The handheld device described in this chapter has the potential to provide a significant contribution to the future of POC medical diagnostics. As the population continues to expand and societal mandates for universal healthcare grow, innovations in diagnostic testing will be required to provide timely, easily accessible, and inexpensive results. To meet this need, it is necessary to develop cost-effective, portable, and easy-to-use devices which allow individuals to conduct their own molecular diagnostic tests without the need for a centralized laboratory, laboratory technicians, clinic or emergency room visits, or in some instances visits to a physician’s office.
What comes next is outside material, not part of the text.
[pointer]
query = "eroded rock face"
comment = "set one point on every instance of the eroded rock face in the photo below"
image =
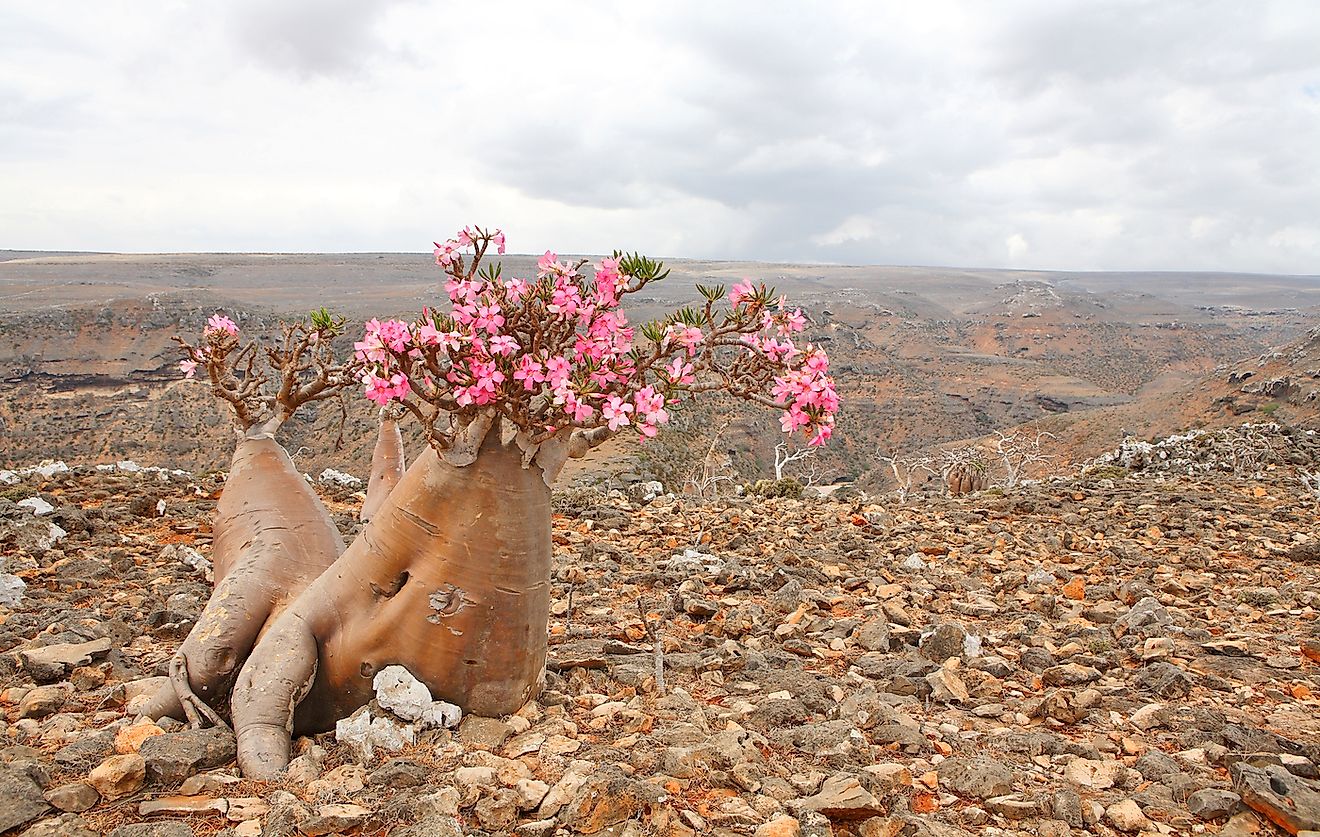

While significant strides have been made toward developing a true POC testing device using magnetic nanotechnology [2325], systems designed prior to this work have relied on an external power source and an external PDA (either a pocket PC or a laptop) for signal processing, data logging, and display. In the work presented in this chapter, a fully integrated and cost-effective unit incorporating a built-in microprocessor and miniature electromagnet has been designed to perform all of these tasks. The handheld biomarker detection platform utilizing magnetically responsive biosensors and MNP tags has tremendous potential for POC diagnostics and personalized medicine. Throughout the development of this technology, a conscious effort was made to create a platform that is both cost-effective and power efficient for portable applications. The handheld detection module consumes an average of 3.7 W from a rechargeable battery and weighs only 0.34 kg (0.75 lbs). Moreover, the sensitivity of this handheld device and its multiplex capability are noteworthy. The protein detection limit of 50 fM and 8-plex protein detection achieved by this device are on par with or exceed many of the current desktop protein detection platforms.

With the presented magnetic nanotechnology, patients can receive accurate molecular-based diagnosis on their own in a matter of minutes. Furthermore, due to the versatility of the sensing platform, the potential applications are vast, particularly in the realm of infectious diseases. By providing disposable sticks pre-functionalized with different capture antibodies, this technology can be deployed for detection of a range of infectious diseases that pose large-scale public health risks, such as HIV, HCV, tuberculosis, Salmonella typhi, and toxigenic E. coli, as well as swine (H1N1) flu and avian (H5N1) flu. In addition, screening for enteric infections is of particular interest, as the device will enable public health officials to inspect and immediately detect contamination on-site, to aid in safeguarding food and water sources for populations worldwide. This technology has the potential to reshape the practice of medicine by providing societies in both the developed and developing world with a new medical infrastructure: one that gives individuals the tools to literally take healthcare into their own hands.